9 Big Refinance Mistakes

By: Ben Afzal

Refinance mistakes can cost you thousands, even tens of thousands of dollars. Here are some quick tips to help you out:

1. Wrong time frame

Don’t do a refinance under time pressure. Always be sure you can walk away from a refinance if you are surprised by last minute (usually more expensive) changes to the loan you were expecting. These kinds of shenanigans happen. Sometimes people sign up for a bad deal because they need the money quickly, but could have avoided this with a little planning.

It is harder to walk away from a loan when it is a purchase loan. Make sure the broker or lender verifies in writing the final interest rate that was locked in, so there are no surprises.

2. Pay too much closing costs

Closing costs can vary greatly between borrowers and between mortgage brokers. A point is 1% of the loan size. If someone charges you 2 points on a $600,000 loan, that is $12,000.

Make sure you get a good faith estimate within 3 days of the loan application. Compare these carefully from multiple sources. Make sure the estimates are thorough so that you are comparing the same items across different offers. If a mortgage broker leaves off certain costs, such as property taxes or prepaid items, then their offer may seem much cheaper when it actually won’t be. Also make sure the quotes are for the same type of loan (30 year fixed, 5 year interest only, etc.) so you are comparing the same loan types. Otherwise you are comparing apples and oranges.

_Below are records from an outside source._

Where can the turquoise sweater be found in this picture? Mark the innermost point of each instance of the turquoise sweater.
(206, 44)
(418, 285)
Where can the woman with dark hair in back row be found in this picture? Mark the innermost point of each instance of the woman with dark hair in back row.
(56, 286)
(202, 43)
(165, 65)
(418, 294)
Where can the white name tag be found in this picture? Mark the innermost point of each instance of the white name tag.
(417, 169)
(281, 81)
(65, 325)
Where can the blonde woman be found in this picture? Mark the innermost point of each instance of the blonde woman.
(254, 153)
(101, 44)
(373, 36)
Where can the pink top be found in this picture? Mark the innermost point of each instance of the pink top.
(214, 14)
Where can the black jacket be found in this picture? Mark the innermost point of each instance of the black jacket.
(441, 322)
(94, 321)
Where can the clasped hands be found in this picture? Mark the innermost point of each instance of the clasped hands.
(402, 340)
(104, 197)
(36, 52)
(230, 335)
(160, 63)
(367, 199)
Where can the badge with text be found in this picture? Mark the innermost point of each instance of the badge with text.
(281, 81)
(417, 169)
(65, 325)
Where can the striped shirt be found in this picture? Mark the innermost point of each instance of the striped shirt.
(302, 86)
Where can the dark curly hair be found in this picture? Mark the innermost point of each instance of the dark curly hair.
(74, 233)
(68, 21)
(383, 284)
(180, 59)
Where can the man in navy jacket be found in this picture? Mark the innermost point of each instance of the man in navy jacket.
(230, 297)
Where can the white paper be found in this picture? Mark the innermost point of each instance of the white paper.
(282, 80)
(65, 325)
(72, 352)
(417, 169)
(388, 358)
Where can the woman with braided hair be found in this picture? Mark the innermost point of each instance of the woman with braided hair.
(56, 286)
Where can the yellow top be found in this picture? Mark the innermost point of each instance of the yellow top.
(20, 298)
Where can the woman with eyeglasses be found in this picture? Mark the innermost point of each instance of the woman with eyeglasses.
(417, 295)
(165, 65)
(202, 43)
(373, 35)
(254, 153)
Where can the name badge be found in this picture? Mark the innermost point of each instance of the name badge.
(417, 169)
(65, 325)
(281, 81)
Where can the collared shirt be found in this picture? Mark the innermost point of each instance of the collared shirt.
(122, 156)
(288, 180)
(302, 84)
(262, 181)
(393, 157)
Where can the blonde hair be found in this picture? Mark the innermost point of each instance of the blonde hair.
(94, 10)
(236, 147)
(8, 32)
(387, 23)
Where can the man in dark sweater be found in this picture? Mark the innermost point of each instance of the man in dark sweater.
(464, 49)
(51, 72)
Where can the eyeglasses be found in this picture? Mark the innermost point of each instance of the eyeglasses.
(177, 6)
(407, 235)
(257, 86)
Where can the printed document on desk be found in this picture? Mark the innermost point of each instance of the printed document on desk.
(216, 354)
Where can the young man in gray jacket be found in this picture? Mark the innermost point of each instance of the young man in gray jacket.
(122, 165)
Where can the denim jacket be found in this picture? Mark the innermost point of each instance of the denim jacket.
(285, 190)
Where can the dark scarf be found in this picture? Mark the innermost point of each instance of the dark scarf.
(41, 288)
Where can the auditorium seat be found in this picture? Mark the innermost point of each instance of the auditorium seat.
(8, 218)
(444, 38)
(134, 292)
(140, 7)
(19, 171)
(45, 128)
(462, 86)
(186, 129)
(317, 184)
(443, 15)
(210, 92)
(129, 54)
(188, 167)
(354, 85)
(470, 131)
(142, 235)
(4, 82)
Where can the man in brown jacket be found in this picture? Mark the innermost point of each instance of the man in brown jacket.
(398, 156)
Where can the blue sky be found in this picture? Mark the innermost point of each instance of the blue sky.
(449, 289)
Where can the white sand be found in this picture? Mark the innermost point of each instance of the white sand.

3. Not locking your interest rate properly

Your mortgage broker “locks in” your final interest rate with the lender. You can request a copy of this rate-lock prior to having to sign the loan documents. That way you know which interest rate to expect, and you won’t be hit by any last minute surprises.

4. Wrong loan type

There are many different loan options out there. Make sure these are explained to you thoroughly. This is your chance to get free advice from multiple sources. For some people a 30 year fixed loan is appropriate, and for some people an interest-only loan with lower payments may be better.

5. High prepay

Some loans come with a prepayment penalty. Find out how long this payment penalty period exists for, and how much it will cost. If you plan on leaving your house in a year, and your prepayment penalty is for 2 years, you will end up paying that prepayment penalty in the future. Sometimes accepting a prepayment penalty for the short term can lead to a lower rate. If you accept a prepayment penalty of one year for an interest rate, but reasonably expect to be in the property for another five years, then this is something to consider.

6. Paying a prepay

Your current loan may have a prepayment penalty. Some lenders waive their prepayment penalty if you refinance with them again. Sometimes this prepayment penalty waiver is prorated from your old loan. For example, if you have one year of a prepayment penalty left on a three year prepayment penalty, then your new loan with the same lender will carry over that one year prepayment penalty.

7. Fixed for long time frame

If you plan on keeping the house for 10 years and get a loan that is fixed only for 5 years, you are exposing yourself to the risk of a higher interest rate in 5 years. Interest rates may be lower or higher at that time, but if you have a 30 year fixed loan you don’t have to worry about that for 30 years.

8. Hard/soft prepay

A hard prepayment penalty is triggered if the loan is refinanced or the house is sold. A soft prepayment penalty is only triggered by a refinance, so if you sell the house then there is no prepayment penalty. A soft prepayment penalty gives you more options.

9. Borrow too much

There are lots of aggressive loan options and lenders out there. It can be relatively easy and tempting to cash out a lot of equity. Make sure you can afford the new payment, and that the cash you are taking out is for reasonable purposes.